Alors certes, cela fait déjà quelques temps que les matériaux sont sublimés et parfaitement reproduits par les logiciels 3D, en particulier dans l’imagerie de luxe – c’est d’ailleurs de là que vient notre photographe. Mais ce qui change avec les systèmes génératifs, c’est le statut de l’image. Elle devient plus aléatoire que réfléchie, plus calculée que façonnée, plus prosaïque que poétique.

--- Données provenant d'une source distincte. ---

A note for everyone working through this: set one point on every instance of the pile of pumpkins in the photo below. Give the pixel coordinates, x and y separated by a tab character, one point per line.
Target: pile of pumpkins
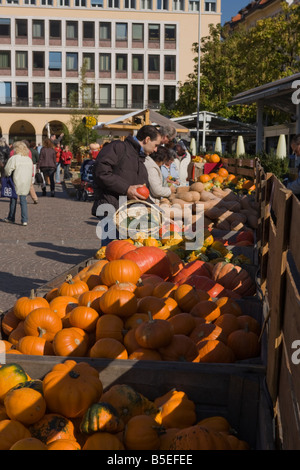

Pourtant ce cliché récuse ces qualificatifs en dégoulinant de matière. Et quelle matière! La substance originelle des peintres et des imprimeurs! On pense aux premiers pigments étalés sur les roches préhistoriques ou encore à un fond de palette qu’on aurait pris en macro. On pense aussi à un cratère volcanique appartenant à une planète inhospitalière à la surface irisée. La nôtre peut-être bientôt. Car bien que factices, cette matière asséchée et ce paysage tellurique ancrent irrémédiablement ce cliché dans le réel en nous rappelant la soif énergétique des serveurs qui ont été nécessaires à sa production.